Adormiladamente se amoldaba primavera purpúrea y maletuda en el bello pueblo azul. Era el año 1910 si mal no lo explica el inconexo manuscrito de origen Pharragonés. En las calles de Oslonia vacilaban cantares infames de juglares hedonistas que jamás habían escuchado la palabra: lucidez. Las noches eran mágicas, cubiertas por misterios inusitados, por musas que jamás un poeta hasta entonces habría lucubrado ni aun al filo de la ultima necedad. Las muchalembras aguardaban su decolorado invierno esperando mustias en los jardines de las nobles señoritas. Los ramilletes de esa amancarada sensación, meritaban en las cloacas mudas y anacoréticas. La calma solo era el preludio para el desprecio y la intolerancia, el alcohol y los fluidos solo eran preludios de una locura caníbal. La noche walpurgis, donde todos llevan mascaras, donde todos tratan de exhibir el verdadero monstruo que encierran en sus vidas aburridas. Aquel monstruo que grita sin voz en la lluvia de verano.
Todos eran felices aquella noche menos él. Un albañil de pobre estío, claudicado por todos sus parentescos como: Abel Pantronic. Deslumbraba en su ebrio caminar una desdicha, obra indudable de un dineral echado al fuego por los vicios. ¿Era tal vez desdicha? (me permito exonerar lo acontecido del contexto) era más próximo el sosiego de una peliaguda alma lóbrega. Pero más afirmo yo (narrador errático y pueril) que Pantronic se arrastraba por el empedrado en el desfiladero hacia su infamia, con el rostro bajo de cucaracha y el mirar torcido de algún lagarto hambriento. En el cuadrante de enfrente, en una taberna le nombraron con voces de tumba borracha, una invocatoria fantasmal. Pero Pantronic ignoro el llamado asi como sus ancestros lo hicieron a sus vez, Pantronic padecía un extraño abstraccionismo en su peregrinaje mezclando en él la sordera de sus propios pasos con los sermones prohibidos del Zohar. Iba impróspero a su catacumba, con ilícito Meyrink a medio tumbar rezongando aun en sus labios. Silbaba en comparsa un yom kipur de otro tiempoy pensaba en ella, Lilith, la joven viuda del mercader Ashnat. Quizás gravitaba en lujuriosas escenas amparando en el letear del vino.
Pocos vástagos perseguían un incrédulo como Pantronic para depositar en él la culpa y la retribución de una raza utópica y guerrera. Pero interpolado y maltrocado, olvidando que el destino esta trazado por las brujas, siguió en el zigzagueo, esquivando obstáculos invisibles. Hecho papalina por el tonel de Meyrink ya vacio y en su panza, fue a parar en frente de dos canallas de la nefanda calle Danzig. Fue para los dos truhanes como en festín un cerdo, laceraron su cuello humilde y sudoroso, sus ojos aun alucinados no derramaron una lagrima, su vaho expiro una vocal muda.

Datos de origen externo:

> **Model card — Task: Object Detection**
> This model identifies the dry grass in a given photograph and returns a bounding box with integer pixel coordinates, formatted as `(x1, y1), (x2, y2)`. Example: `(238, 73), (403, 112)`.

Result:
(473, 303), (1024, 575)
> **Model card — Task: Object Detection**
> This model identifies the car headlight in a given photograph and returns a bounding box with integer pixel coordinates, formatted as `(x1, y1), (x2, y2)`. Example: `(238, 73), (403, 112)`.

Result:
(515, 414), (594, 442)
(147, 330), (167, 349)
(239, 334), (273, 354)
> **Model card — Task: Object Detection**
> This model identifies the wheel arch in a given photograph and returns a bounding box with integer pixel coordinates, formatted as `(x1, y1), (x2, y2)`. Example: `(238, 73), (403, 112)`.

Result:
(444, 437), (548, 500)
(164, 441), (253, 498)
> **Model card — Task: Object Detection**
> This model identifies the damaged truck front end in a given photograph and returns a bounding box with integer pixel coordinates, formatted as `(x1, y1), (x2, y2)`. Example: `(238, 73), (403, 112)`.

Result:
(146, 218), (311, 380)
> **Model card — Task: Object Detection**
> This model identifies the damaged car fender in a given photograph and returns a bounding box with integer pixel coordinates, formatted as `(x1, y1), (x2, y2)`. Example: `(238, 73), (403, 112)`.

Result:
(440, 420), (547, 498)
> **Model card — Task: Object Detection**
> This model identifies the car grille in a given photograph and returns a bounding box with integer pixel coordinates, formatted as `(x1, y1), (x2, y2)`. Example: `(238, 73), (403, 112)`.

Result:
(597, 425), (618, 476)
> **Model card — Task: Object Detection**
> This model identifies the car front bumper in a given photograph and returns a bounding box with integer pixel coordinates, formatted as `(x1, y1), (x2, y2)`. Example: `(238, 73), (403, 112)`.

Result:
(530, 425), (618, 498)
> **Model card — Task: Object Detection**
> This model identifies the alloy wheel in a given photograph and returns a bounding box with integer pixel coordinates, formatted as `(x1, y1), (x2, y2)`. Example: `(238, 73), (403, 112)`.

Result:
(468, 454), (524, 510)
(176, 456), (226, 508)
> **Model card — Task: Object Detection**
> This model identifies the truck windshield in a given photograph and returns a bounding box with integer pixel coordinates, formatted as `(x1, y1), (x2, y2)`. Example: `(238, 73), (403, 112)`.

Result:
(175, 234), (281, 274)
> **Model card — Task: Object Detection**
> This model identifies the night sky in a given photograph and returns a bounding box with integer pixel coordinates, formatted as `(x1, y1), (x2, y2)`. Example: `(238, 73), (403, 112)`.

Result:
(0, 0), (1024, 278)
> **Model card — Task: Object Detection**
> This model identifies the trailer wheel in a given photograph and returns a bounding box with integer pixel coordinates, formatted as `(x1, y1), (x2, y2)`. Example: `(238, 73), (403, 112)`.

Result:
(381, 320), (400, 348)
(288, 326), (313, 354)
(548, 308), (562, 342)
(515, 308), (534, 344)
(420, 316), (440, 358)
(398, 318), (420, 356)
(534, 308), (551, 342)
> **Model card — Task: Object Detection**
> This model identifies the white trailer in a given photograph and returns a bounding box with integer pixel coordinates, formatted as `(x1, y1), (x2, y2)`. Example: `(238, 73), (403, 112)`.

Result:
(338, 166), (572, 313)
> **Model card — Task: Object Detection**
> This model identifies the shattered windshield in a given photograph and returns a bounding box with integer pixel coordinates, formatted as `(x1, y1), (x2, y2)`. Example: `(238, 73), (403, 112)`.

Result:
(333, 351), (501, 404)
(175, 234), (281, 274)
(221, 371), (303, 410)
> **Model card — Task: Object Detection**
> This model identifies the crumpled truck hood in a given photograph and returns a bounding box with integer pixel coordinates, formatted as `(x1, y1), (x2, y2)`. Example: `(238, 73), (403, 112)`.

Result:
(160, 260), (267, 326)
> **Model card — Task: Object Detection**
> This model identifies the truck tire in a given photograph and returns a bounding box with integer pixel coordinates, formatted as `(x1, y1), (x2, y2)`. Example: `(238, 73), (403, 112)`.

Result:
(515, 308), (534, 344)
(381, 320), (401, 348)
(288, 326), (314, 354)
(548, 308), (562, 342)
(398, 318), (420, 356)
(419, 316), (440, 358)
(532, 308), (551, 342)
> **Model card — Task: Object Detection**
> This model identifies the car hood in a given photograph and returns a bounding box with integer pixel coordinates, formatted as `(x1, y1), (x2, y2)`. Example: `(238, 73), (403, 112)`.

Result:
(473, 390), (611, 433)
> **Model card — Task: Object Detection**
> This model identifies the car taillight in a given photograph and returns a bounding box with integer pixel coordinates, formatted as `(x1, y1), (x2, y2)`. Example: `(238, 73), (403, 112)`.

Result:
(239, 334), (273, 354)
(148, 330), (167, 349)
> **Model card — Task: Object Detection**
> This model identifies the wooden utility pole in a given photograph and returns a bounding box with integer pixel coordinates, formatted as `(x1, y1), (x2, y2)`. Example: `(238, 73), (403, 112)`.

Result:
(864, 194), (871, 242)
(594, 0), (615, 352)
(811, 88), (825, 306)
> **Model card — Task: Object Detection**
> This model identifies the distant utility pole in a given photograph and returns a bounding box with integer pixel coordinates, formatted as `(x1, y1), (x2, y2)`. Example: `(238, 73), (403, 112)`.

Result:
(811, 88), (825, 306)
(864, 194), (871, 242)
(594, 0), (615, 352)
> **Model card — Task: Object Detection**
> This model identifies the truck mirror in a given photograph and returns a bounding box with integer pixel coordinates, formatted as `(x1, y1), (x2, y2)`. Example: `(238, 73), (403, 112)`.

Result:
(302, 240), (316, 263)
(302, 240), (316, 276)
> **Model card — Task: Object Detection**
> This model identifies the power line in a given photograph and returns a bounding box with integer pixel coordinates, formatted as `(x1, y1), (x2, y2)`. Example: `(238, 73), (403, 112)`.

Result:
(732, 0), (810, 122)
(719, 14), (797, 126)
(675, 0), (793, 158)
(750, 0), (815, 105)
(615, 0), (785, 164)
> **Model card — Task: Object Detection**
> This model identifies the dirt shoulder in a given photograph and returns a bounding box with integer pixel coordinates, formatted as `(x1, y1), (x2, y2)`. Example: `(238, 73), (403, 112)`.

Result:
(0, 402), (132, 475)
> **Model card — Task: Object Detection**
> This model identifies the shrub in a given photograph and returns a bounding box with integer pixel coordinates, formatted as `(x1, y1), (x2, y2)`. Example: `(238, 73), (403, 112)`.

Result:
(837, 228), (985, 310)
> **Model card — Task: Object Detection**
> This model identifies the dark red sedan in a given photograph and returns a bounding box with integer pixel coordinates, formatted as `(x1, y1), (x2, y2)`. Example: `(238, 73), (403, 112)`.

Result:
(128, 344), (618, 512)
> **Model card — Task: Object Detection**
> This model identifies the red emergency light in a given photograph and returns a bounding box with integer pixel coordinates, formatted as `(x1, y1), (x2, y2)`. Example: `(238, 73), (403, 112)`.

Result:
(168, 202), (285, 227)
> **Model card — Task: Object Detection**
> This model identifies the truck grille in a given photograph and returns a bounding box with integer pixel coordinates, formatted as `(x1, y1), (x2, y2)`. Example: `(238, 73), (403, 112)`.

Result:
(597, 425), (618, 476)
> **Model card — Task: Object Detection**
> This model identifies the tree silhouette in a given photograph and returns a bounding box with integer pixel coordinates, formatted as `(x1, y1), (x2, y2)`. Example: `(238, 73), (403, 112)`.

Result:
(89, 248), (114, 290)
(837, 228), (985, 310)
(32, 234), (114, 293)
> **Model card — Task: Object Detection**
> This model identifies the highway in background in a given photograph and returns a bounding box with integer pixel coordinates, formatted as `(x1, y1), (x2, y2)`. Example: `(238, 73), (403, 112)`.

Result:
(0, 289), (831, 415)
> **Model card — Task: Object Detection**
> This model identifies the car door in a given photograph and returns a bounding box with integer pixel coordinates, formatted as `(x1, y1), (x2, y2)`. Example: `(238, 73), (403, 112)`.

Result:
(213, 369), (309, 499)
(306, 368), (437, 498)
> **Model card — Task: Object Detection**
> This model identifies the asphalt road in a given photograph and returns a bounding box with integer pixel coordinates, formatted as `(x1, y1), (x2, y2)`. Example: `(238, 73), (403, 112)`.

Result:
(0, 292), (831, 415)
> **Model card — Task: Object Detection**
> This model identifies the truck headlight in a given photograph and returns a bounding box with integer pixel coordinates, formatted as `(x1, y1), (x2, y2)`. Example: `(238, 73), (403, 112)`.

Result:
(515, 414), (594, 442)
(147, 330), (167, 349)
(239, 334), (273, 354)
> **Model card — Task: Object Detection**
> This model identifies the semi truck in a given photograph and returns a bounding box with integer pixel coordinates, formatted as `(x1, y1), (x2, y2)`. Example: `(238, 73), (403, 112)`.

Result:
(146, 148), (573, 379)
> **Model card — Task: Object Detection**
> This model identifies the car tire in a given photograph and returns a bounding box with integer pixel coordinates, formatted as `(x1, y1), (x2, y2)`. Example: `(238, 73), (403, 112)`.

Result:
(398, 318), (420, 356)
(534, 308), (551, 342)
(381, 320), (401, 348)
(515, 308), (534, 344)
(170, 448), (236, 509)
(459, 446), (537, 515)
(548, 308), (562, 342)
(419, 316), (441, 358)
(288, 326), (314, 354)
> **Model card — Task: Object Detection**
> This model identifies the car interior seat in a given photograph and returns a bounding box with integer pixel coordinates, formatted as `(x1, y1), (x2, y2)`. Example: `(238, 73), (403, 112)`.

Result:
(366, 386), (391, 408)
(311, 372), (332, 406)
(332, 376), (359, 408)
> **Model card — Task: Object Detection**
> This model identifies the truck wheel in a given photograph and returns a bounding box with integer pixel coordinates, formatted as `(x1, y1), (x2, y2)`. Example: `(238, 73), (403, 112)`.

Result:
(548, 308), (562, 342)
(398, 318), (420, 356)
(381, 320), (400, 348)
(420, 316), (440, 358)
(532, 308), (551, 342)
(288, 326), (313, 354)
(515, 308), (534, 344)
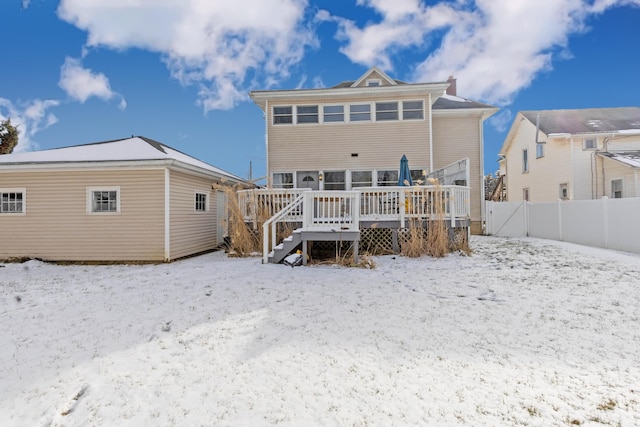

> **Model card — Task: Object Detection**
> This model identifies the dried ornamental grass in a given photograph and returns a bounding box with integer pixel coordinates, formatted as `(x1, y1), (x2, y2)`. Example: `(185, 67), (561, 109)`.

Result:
(213, 184), (262, 256)
(426, 178), (449, 258)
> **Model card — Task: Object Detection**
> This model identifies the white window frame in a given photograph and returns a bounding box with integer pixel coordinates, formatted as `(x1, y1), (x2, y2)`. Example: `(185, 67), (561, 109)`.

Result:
(87, 186), (121, 215)
(402, 99), (424, 120)
(322, 104), (345, 123)
(611, 178), (624, 199)
(351, 169), (373, 188)
(558, 182), (569, 200)
(322, 170), (347, 190)
(349, 102), (372, 123)
(271, 105), (294, 126)
(0, 187), (27, 216)
(375, 101), (400, 122)
(193, 191), (209, 213)
(271, 172), (296, 188)
(295, 104), (320, 125)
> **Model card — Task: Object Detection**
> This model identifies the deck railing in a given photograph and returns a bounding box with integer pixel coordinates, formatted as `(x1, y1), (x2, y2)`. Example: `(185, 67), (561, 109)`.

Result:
(238, 185), (471, 263)
(238, 185), (471, 229)
(238, 188), (311, 228)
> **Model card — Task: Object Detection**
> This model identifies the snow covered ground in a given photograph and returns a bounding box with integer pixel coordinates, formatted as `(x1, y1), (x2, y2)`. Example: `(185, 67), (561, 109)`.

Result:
(0, 237), (640, 426)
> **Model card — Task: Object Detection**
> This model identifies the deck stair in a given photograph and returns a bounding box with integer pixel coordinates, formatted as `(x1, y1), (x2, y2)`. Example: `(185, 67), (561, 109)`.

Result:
(269, 229), (302, 264)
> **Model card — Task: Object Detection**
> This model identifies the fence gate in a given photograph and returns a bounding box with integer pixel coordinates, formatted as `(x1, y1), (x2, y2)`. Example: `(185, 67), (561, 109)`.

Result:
(486, 202), (528, 237)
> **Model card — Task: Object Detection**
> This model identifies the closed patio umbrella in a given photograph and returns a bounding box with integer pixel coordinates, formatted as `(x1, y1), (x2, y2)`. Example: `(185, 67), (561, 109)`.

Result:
(398, 154), (413, 186)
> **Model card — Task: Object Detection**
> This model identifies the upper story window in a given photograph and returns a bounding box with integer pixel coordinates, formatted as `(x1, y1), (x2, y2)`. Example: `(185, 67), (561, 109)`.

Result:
(195, 193), (207, 212)
(0, 188), (26, 214)
(376, 101), (398, 122)
(611, 179), (622, 199)
(349, 104), (371, 122)
(87, 187), (120, 213)
(402, 101), (424, 120)
(324, 171), (346, 190)
(273, 106), (293, 125)
(559, 182), (569, 200)
(273, 172), (293, 188)
(296, 105), (318, 123)
(322, 105), (344, 123)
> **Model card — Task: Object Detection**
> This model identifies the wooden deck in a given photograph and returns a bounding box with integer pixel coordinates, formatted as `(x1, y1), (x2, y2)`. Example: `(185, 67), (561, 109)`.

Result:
(238, 185), (471, 263)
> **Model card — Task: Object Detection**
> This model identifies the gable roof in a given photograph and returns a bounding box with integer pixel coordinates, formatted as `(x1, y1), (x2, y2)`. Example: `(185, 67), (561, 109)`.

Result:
(249, 67), (498, 118)
(0, 136), (244, 181)
(520, 107), (640, 135)
(597, 150), (640, 168)
(433, 93), (498, 111)
(351, 67), (398, 87)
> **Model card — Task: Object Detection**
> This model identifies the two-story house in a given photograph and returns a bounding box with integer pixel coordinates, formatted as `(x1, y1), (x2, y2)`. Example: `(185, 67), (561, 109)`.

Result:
(499, 107), (640, 202)
(250, 67), (497, 233)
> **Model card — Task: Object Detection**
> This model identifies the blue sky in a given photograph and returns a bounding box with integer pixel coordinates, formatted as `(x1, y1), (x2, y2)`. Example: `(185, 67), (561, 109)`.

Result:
(0, 0), (640, 178)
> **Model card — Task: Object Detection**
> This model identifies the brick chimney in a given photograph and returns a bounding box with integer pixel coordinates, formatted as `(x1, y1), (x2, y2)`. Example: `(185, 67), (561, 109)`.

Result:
(447, 76), (457, 96)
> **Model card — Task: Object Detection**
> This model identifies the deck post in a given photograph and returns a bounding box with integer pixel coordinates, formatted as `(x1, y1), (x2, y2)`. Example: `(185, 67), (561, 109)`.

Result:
(391, 228), (398, 253)
(302, 237), (309, 265)
(353, 240), (358, 265)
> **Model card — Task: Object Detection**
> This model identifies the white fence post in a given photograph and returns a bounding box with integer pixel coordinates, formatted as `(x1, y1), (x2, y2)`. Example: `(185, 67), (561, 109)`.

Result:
(602, 196), (609, 249)
(558, 199), (562, 241)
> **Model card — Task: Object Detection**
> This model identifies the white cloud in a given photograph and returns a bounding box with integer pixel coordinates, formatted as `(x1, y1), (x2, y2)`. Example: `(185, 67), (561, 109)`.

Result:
(0, 98), (60, 153)
(330, 0), (640, 105)
(489, 108), (513, 132)
(58, 57), (127, 109)
(58, 0), (316, 110)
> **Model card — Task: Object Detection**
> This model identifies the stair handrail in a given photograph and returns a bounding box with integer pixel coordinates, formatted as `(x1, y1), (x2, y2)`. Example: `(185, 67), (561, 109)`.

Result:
(262, 193), (304, 264)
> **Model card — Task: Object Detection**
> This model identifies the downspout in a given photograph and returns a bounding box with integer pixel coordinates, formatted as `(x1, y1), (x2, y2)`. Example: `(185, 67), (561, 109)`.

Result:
(478, 116), (486, 234)
(429, 92), (433, 173)
(264, 99), (271, 188)
(164, 167), (171, 262)
(569, 135), (576, 198)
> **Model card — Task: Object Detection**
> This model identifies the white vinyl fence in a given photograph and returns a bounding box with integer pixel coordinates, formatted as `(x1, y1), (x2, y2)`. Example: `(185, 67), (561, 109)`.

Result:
(486, 197), (640, 253)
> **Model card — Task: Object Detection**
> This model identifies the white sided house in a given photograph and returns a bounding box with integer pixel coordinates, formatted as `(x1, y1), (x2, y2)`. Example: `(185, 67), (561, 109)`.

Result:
(0, 137), (244, 262)
(250, 67), (497, 264)
(500, 107), (640, 202)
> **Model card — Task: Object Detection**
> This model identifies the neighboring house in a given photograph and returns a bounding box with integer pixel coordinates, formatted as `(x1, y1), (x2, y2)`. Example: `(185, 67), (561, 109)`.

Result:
(0, 137), (244, 262)
(500, 107), (640, 202)
(250, 67), (497, 233)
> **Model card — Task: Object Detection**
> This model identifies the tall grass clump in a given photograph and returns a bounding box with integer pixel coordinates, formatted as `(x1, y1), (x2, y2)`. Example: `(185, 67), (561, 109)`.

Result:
(213, 184), (262, 256)
(426, 178), (449, 258)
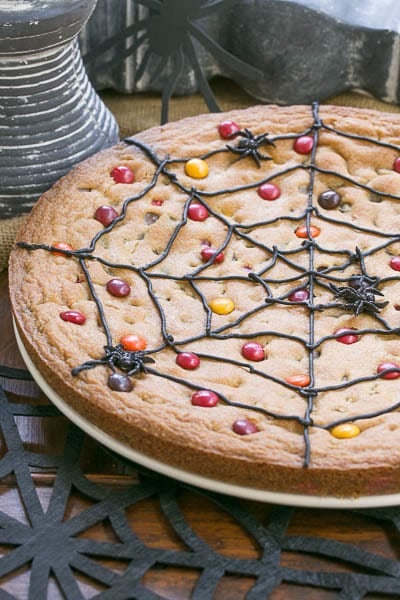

Sonrieron los homicidas al admirar el botín mientras la poca luz de una lamparilla se reflejaba en un charco carmesí al lado del inmutable Pantronic, que oraba tenuemente en el empedrado de la callejera lo bendecía por última vez. Retumbaron las campanas y una enorme sombra surgió de las plegarias del moribundo, un torso de arquetipo pétreo, de boca intimada, ruda y ojos terciados por la ira despertada, conscientes del pecado aun convaleciente. En su último respiro, Pantronic vio que el ave volvía con una azucena en el pico, satisfecho por la epifanía contempló a la monstruosa efigie vengadora y se dejó consumir por la nostalgia de la vida, todo había sido un castigo y una recompensa del cielo y sin temor a las llamas con las que ya soñaba hace algún tiempo, durmió a los pies del homúnculo.
En la plaza minutos más tarde las animas saltaron de su vigilia, los vivos interrumpieron su festín, gritos desgarradores perturbaron la tibia noche. En una calle solitaria, parecido un Cristo de Antagonía yacía Pantronic mientras la botella del bálsamo que hace todo olvido se difundía por el empedrado junto con la sangre peregrina del que jamás terminaría esa jornada.
Todos corrieron sin saber hacia dónde, las huellas fueron regadas por todos los caminos, los miembros amputados de los asesinos fueron colocados por todo el pueblo haciendo figuras de cábalas aterradoras, sangre viseras y huesos componían el hechizo que daba inicio al albur de la mañana.